Auftaktrede
Liebe Frauen,
es freut mich, dass wir alle hier sind, um diesen Frauenkampftag gemeinsam zu begehen. Denn wir haben eine gemeinsame Sache, für die wir heute demonstrieren. Wir fordern ein freies und glückliches Leben für alle Frauen, für alle Menschen!
Was brauchen wir, damit wir frei und glücklich leben können?
Erstmal braucht es materielle Ressourcen – zum Beispiel in Form eines bedingungslosen Grundeinkommens. Nur so kann verhindert werden, dass Menschen gezwungen sind sich ausbeuten zu lassen, um sich das Nötigste für ihr Überleben leisten zu können. Nur so kann Armut verhindert werden, die nachweislich krank macht und Menschen zu unsozialem Verhalten zwingt.
Und nur so können wir ein Leben ohne Abhängigkeit führen.
Außerdem brauchen wir eine Gesellschaft im Sinne einer Gemeinschaft, die die Betreuung von Kindern, Alten, Kranken und Menschen mit besonderen Bedürfnissen als gemeinsame Aufgabe sieht. Damit nicht wieder Frauen diejenigen sind, die allein die Pflege übernehmen.

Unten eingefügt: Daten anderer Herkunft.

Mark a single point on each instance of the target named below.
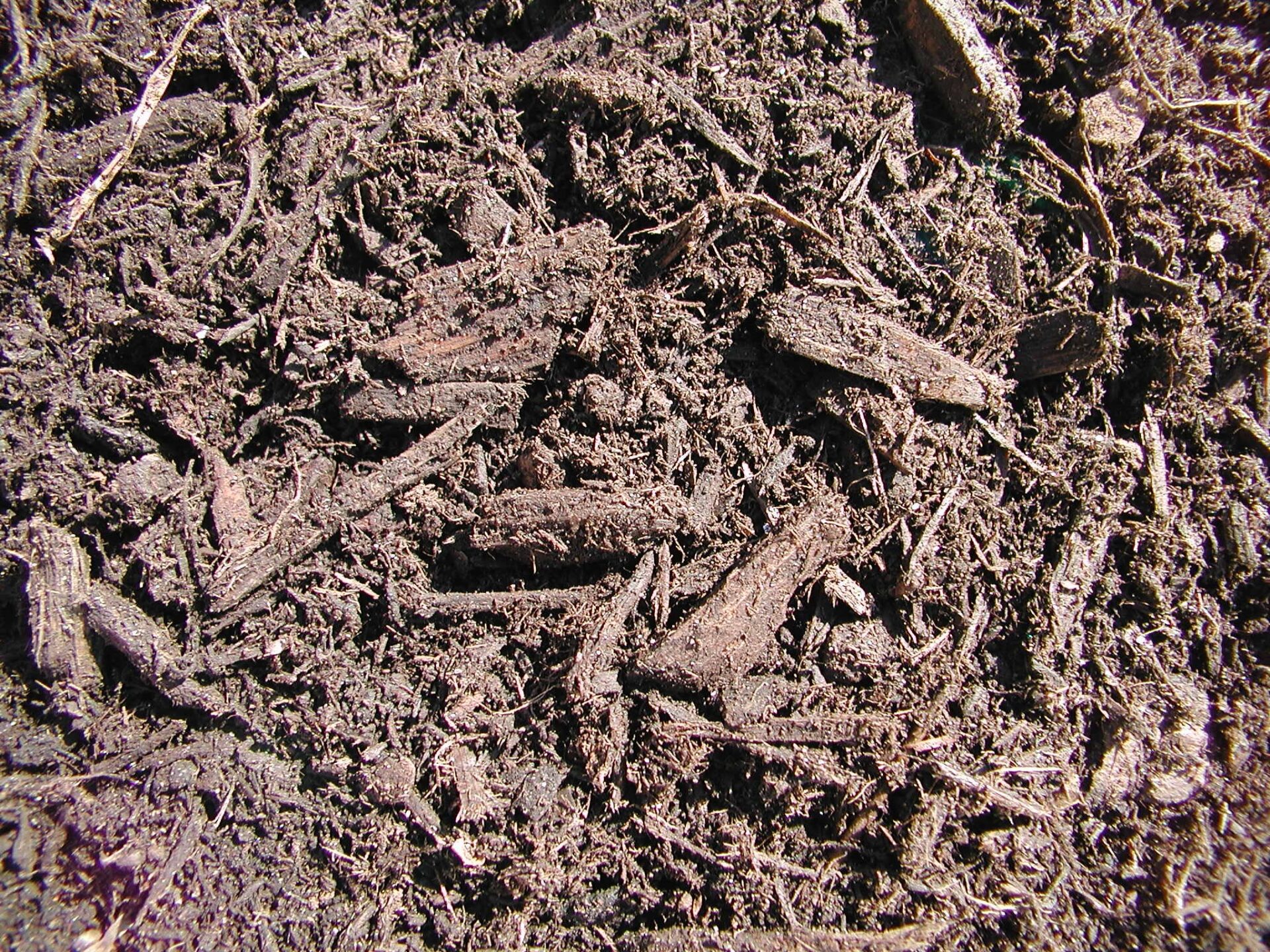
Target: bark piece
(1058, 343)
(433, 403)
(878, 349)
(964, 69)
(603, 634)
(149, 648)
(58, 582)
(464, 603)
(728, 634)
(245, 573)
(452, 339)
(577, 526)
(1085, 550)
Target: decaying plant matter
(643, 476)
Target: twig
(779, 211)
(1087, 192)
(1255, 151)
(18, 33)
(27, 157)
(1251, 427)
(74, 212)
(913, 579)
(894, 240)
(997, 796)
(1002, 441)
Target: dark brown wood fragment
(448, 338)
(728, 634)
(831, 730)
(1057, 343)
(1136, 280)
(433, 403)
(969, 77)
(601, 634)
(869, 346)
(58, 582)
(577, 526)
(149, 648)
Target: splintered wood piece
(433, 403)
(601, 634)
(149, 648)
(465, 603)
(728, 634)
(869, 346)
(1085, 550)
(905, 938)
(1058, 343)
(58, 582)
(964, 69)
(450, 338)
(577, 526)
(245, 573)
(832, 730)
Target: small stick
(1087, 192)
(915, 575)
(1255, 151)
(778, 211)
(1158, 470)
(1002, 441)
(1251, 427)
(74, 212)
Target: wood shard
(869, 346)
(58, 580)
(465, 603)
(728, 634)
(433, 403)
(243, 573)
(577, 526)
(149, 648)
(964, 69)
(905, 938)
(1058, 343)
(549, 282)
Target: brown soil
(629, 476)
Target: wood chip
(728, 634)
(447, 339)
(873, 347)
(955, 58)
(433, 403)
(1058, 343)
(58, 582)
(575, 526)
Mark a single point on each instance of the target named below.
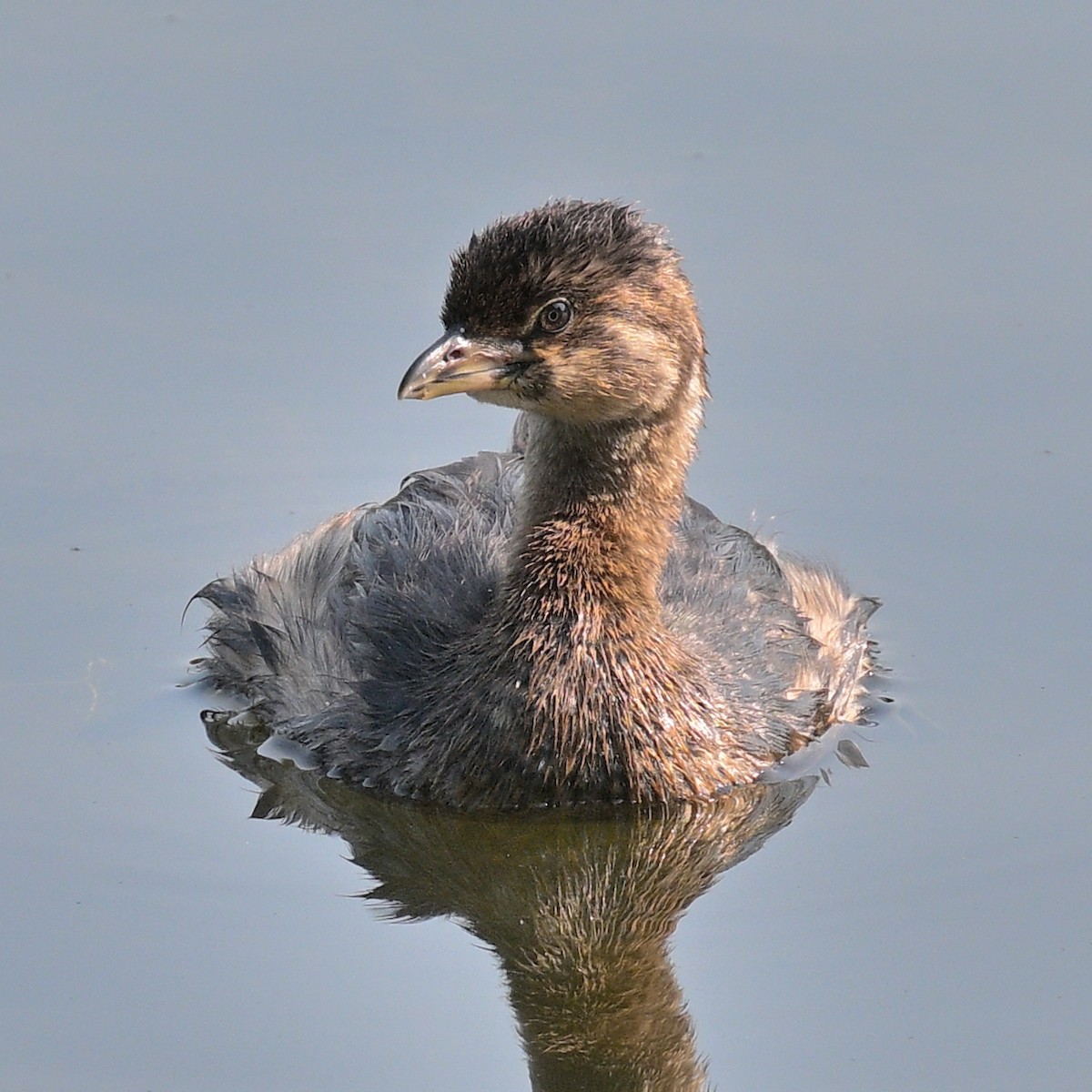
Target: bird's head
(576, 310)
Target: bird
(558, 623)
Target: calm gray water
(224, 234)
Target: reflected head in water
(579, 905)
(560, 622)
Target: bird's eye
(555, 316)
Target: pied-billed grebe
(558, 622)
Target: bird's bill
(460, 365)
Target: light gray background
(224, 233)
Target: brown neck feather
(599, 506)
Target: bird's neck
(596, 516)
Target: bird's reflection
(578, 905)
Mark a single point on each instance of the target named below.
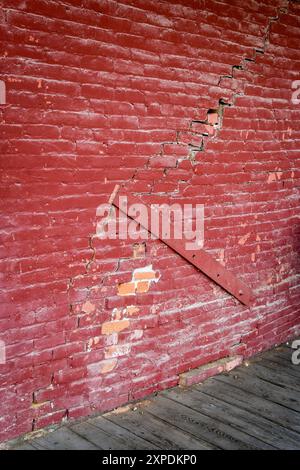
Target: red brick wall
(106, 92)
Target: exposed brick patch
(91, 106)
(141, 281)
(114, 326)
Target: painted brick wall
(106, 92)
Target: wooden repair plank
(198, 258)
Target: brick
(127, 288)
(114, 326)
(208, 370)
(101, 107)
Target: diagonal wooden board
(198, 258)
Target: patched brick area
(187, 102)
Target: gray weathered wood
(254, 407)
(63, 439)
(219, 434)
(228, 393)
(160, 433)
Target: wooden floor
(253, 407)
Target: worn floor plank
(252, 407)
(157, 431)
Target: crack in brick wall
(110, 348)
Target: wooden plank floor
(253, 407)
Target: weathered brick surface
(138, 91)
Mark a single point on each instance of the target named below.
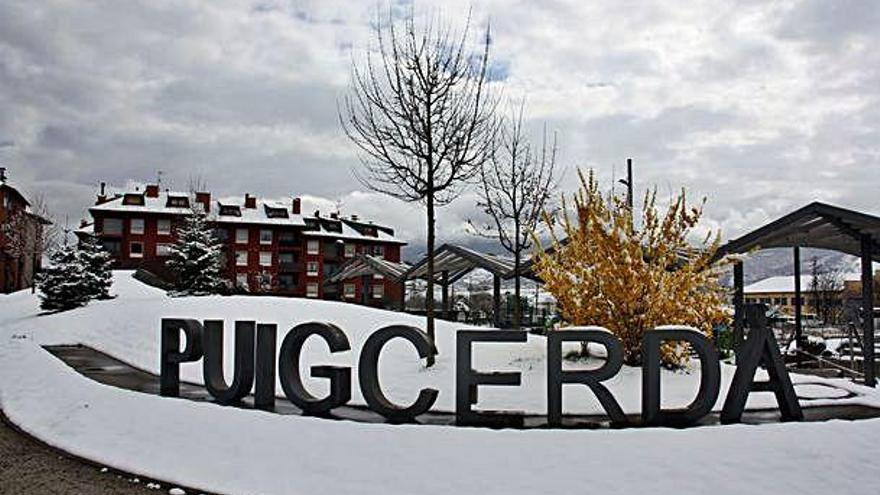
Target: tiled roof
(251, 216)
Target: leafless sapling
(516, 186)
(420, 114)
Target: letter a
(760, 349)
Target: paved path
(30, 467)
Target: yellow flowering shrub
(604, 270)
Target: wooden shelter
(823, 226)
(452, 262)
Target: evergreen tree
(62, 283)
(197, 259)
(98, 276)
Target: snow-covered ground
(238, 451)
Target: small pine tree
(97, 262)
(61, 284)
(196, 259)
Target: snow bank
(230, 450)
(127, 327)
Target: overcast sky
(760, 107)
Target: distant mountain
(780, 261)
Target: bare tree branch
(517, 185)
(419, 113)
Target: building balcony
(290, 266)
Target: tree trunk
(517, 307)
(429, 294)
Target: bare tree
(27, 234)
(517, 184)
(419, 112)
(826, 291)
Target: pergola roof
(365, 264)
(817, 225)
(457, 261)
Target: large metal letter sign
(171, 356)
(264, 390)
(288, 368)
(710, 378)
(760, 349)
(467, 380)
(212, 364)
(368, 373)
(556, 377)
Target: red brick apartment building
(21, 234)
(270, 247)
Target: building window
(112, 226)
(112, 246)
(312, 290)
(178, 202)
(312, 268)
(136, 250)
(137, 226)
(313, 247)
(265, 258)
(286, 282)
(241, 258)
(163, 226)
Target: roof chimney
(152, 191)
(102, 196)
(205, 199)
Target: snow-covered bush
(62, 284)
(97, 265)
(75, 275)
(197, 259)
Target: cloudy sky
(759, 106)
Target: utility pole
(628, 183)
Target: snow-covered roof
(250, 216)
(258, 215)
(157, 204)
(350, 233)
(785, 283)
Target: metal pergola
(452, 262)
(823, 226)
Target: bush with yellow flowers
(604, 270)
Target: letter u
(243, 378)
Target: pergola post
(798, 326)
(738, 305)
(496, 300)
(444, 282)
(403, 295)
(868, 311)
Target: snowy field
(238, 451)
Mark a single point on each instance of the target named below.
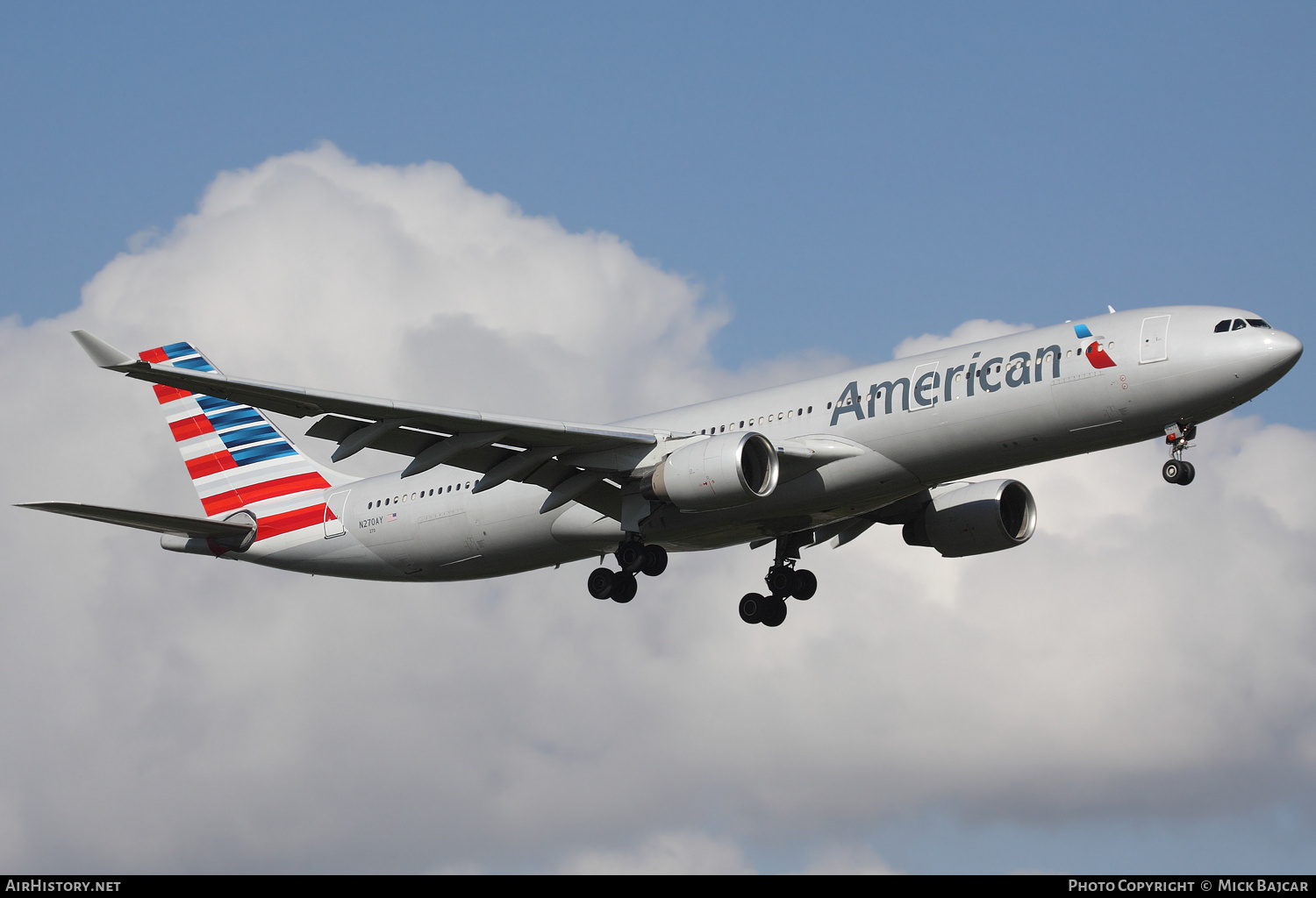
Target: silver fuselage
(919, 421)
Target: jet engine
(719, 472)
(976, 518)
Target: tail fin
(239, 458)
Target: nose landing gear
(783, 581)
(634, 558)
(1177, 471)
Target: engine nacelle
(976, 518)
(719, 472)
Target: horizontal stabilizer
(102, 353)
(224, 532)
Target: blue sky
(839, 178)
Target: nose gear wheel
(1177, 471)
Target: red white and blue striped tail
(239, 459)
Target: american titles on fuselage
(926, 384)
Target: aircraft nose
(1284, 350)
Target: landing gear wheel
(783, 581)
(631, 555)
(774, 611)
(600, 582)
(654, 561)
(752, 606)
(808, 585)
(623, 587)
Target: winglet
(102, 353)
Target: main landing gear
(783, 581)
(634, 558)
(1177, 471)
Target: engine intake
(978, 518)
(719, 472)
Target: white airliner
(820, 460)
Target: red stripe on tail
(190, 428)
(233, 498)
(208, 464)
(290, 521)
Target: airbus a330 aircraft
(820, 460)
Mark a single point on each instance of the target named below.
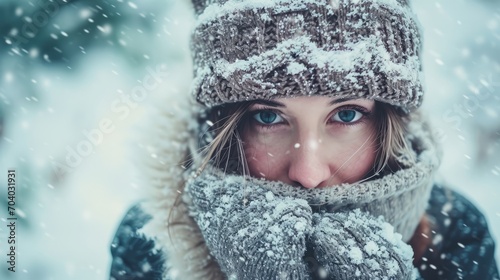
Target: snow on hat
(262, 49)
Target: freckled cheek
(265, 158)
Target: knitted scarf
(400, 197)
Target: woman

Die Fürsorge um andere Menschen ist eine anspruchsvolle Arbeit und als solche muss sie auch anerkannt werden. Eine rund um die Uhr Betreuung ist für einen einzelnen Menschen kaum zumutbar und verdrängt diejenigen, die es machen (meistens Frauen) aus dem öffentlichen Leben. Deshalb müssen wir in diesem Bereich zusammenarbeiten; Pflege und Kinderbetreuung sind Aufgabe der Gemeinschaft!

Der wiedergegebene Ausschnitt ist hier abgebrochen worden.